Lake Grove author Reed Farrel Coleman's new novel is "What...

Lake Grove author Reed Farrel Coleman's new novel is "What You Break." Credit: Adam Martin

WHAT YOU BREAK, by Reed Farrel Coleman. G.P. Putnam’s Sons, 357 pp., $27.

A sense of place has always been central to crime fiction — what would Spenser be without gritty Irish Boston, or Philip Marlowe separated from shadowy, rain-slicked Los Angeles? Now, Long Island has its own laureate of the LIE in the form of Reed Farrel Coleman and his hard-bitten sleuth Gus Murphy.

“What You Break” is the second installment in the bestselling author’s new series, after last year’s “Where It Hurts.” Murphy is a hard-boiled ex-cop with a blasted past and a heart full of grief, and the new novel begins with him witnessing a gang-style execution on a desolate back street in Brooklyn. What ensues is a deadly deep dive into a sinister underworld and a path leading backward from an apparently random killing all the way to the jungles of Vietnam. Meanwhile, Murphy is grieving the recent death of his son and juggling a tentative romance with a bartender-turned-actress with dreams of her own.

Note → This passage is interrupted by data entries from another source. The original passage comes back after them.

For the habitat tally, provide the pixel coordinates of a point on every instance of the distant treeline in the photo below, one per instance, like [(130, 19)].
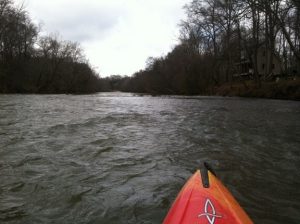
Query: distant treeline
[(30, 63), (215, 38)]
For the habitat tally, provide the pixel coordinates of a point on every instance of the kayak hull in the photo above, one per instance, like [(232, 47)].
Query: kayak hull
[(200, 204)]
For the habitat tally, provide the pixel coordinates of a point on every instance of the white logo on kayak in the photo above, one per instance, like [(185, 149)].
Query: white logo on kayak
[(210, 212)]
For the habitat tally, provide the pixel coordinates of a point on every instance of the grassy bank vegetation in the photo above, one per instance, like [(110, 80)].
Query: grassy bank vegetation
[(282, 89), (31, 63)]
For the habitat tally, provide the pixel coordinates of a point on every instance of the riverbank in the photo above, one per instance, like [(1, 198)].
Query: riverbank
[(281, 89)]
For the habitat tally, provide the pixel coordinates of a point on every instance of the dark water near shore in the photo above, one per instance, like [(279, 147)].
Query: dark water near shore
[(119, 158)]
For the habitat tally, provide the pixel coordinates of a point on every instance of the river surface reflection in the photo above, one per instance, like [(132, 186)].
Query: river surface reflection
[(121, 158)]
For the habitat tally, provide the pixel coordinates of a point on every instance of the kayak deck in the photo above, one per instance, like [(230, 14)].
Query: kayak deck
[(200, 202)]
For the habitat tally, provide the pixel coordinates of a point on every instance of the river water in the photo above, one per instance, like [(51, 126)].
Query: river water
[(120, 158)]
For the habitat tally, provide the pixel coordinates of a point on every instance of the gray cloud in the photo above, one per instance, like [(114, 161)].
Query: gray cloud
[(117, 35)]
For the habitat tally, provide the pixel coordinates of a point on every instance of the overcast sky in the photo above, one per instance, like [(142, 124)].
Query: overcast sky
[(117, 35)]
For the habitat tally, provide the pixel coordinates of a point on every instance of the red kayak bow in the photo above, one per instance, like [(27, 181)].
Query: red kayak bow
[(205, 200)]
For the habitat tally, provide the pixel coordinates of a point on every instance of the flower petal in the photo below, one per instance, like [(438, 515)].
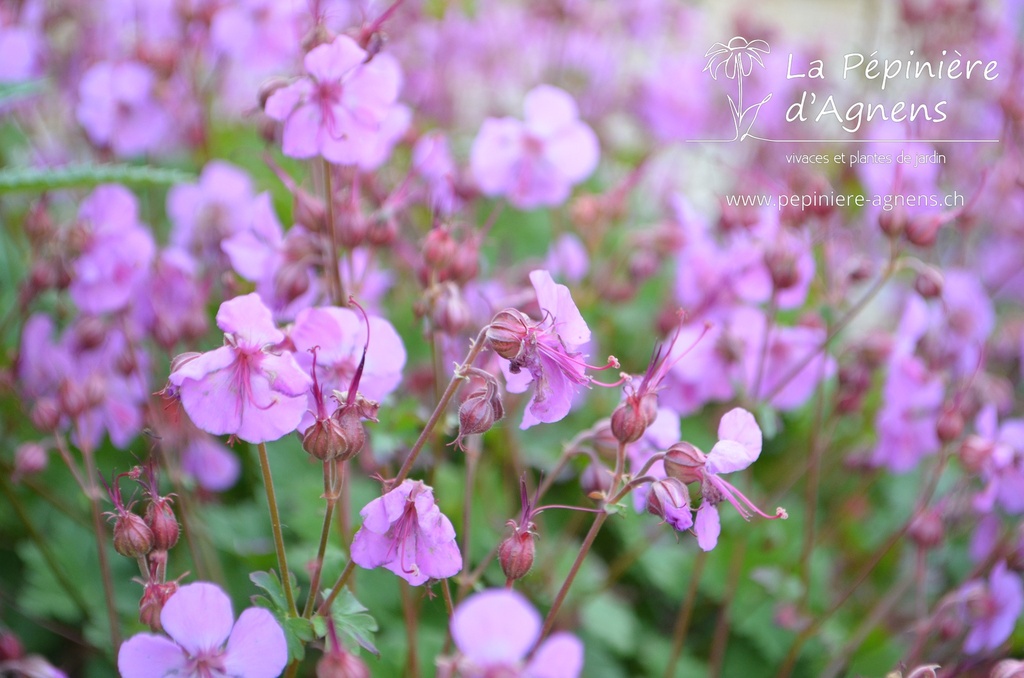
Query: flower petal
[(495, 627), (257, 647), (199, 617), (145, 655)]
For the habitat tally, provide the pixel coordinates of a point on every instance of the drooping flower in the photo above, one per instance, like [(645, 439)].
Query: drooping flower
[(543, 353), (737, 448), (991, 608), (338, 110), (404, 532), (494, 631), (205, 640), (535, 163), (243, 388)]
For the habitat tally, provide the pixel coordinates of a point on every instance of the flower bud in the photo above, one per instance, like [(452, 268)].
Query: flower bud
[(974, 452), (155, 595), (160, 518), (339, 664), (685, 463), (950, 424), (516, 554), (929, 283), (628, 423), (506, 333), (132, 538), (46, 415)]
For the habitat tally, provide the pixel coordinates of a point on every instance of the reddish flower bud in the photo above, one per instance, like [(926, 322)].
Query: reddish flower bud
[(162, 522), (132, 538), (929, 283), (628, 423), (685, 463), (950, 425), (507, 332), (974, 452), (154, 597), (516, 554)]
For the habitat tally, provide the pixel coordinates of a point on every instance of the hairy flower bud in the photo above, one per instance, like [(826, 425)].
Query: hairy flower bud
[(628, 423), (132, 538), (685, 463), (162, 522), (516, 554), (155, 595), (507, 332)]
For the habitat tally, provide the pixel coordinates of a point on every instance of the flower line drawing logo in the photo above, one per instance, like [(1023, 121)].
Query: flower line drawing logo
[(736, 58)]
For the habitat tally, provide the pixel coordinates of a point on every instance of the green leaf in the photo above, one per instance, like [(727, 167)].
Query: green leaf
[(78, 176), (11, 91), (351, 622)]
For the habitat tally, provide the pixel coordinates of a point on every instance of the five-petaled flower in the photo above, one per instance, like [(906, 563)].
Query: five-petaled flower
[(243, 388), (338, 111), (205, 640), (738, 56), (408, 534)]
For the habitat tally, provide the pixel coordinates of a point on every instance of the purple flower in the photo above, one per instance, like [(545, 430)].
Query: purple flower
[(341, 334), (117, 252), (408, 534), (535, 163), (738, 447), (117, 109), (991, 608), (543, 353), (205, 640), (243, 388), (494, 631), (339, 109)]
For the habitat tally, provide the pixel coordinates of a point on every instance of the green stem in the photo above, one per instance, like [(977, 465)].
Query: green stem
[(279, 539), (331, 495), (439, 410)]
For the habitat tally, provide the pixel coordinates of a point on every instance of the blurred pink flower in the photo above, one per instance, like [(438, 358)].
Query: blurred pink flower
[(404, 532), (117, 108), (337, 111), (341, 334), (494, 631), (205, 640), (243, 388), (991, 608), (737, 448), (547, 354), (535, 163), (117, 253)]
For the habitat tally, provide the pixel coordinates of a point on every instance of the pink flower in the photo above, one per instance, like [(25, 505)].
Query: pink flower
[(338, 111), (738, 447), (543, 353), (537, 162), (117, 253), (243, 388), (341, 334), (117, 109), (408, 534), (206, 641), (991, 608), (494, 631)]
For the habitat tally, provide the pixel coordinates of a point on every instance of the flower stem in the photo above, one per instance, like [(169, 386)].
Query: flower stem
[(685, 613), (331, 495), (439, 410), (279, 540)]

Coleman, who lives in Lake Grove and teaches part-time at Hofstra, establishes the noir landscape — a colorful demimonde of fleabag hotels, rundown tenement apartments, cheap ethnic restaurants, seamy pickup bars “for the cheap-beer-and-cigarette crowd” and the endless traffic-choked freeways — with complete authority. (Murphy even dismisses one proffered motive for the book’s central murder as “the concoction of a Newsday reporter.”)

It’s not just the details Coleman gets right, it’s the whole structure of class, race and money. “If you listened closely enough,” Murphy muses, “you could almost hear the official island mantra beneath the crashing of the waves along the South Shore beaches: I want, I want, I want.” The railroad tracks separating an affluent Bellport neighborhood from a poorer one “might just as well have been a wall or a moat.”

Murphy crisscrosses this desolate landscape with increasing urgency, as the threats and violence escalate and the sense of circling danger tightens. Everyone he meets seems damaged or broken in some essential way, scarred by a violent past, a romance gone sour, a prison sentence, a police scandal.

One of the attractions of the crime novel in general is how, for all its chaos and violence, it functions within a set of strictures and conventions that are, in their own way, as deeply codified as those of Restoration drama. Coleman fulfills two of the genre’s fundamental dictums — that the protagonist must be a damaged person with a dark past, and that the instigating incident must be but one end of a long and tangled skein. And in the tradition of down-at-heels gumshoes everywhere, Murphy is a stolid dispenser of fatalistic bar-stool philosophy: “We all come into the world in pretty much the same way, yet there are many, many ways to leave it. And leave it we will, inevitably and alone.”

If the novel has a downside, it lies in the way that Coleman’s plot gets away from him at times; he seems to think that the solution to any narrative dead end is to pile on another horrific buried secret. The book goes on for about 50 pages longer than it needs to, and this reader unraveled the mystery a fair bit sooner than the protagonist did — never a good sign. (I could also have done without the wise Irish priest who calls Murphy “boyo” and says things like “Who among us asks for what we really get, Gus? It is our fate.”)

That said, “What You Break” is never dull, and the climax, when it arrives, is a corker — tensely narrated and genuinely dramatic. And Coleman has the cunning to leave much of Gus’ past clouded in secrecy, ripe for future revelations — and adventures.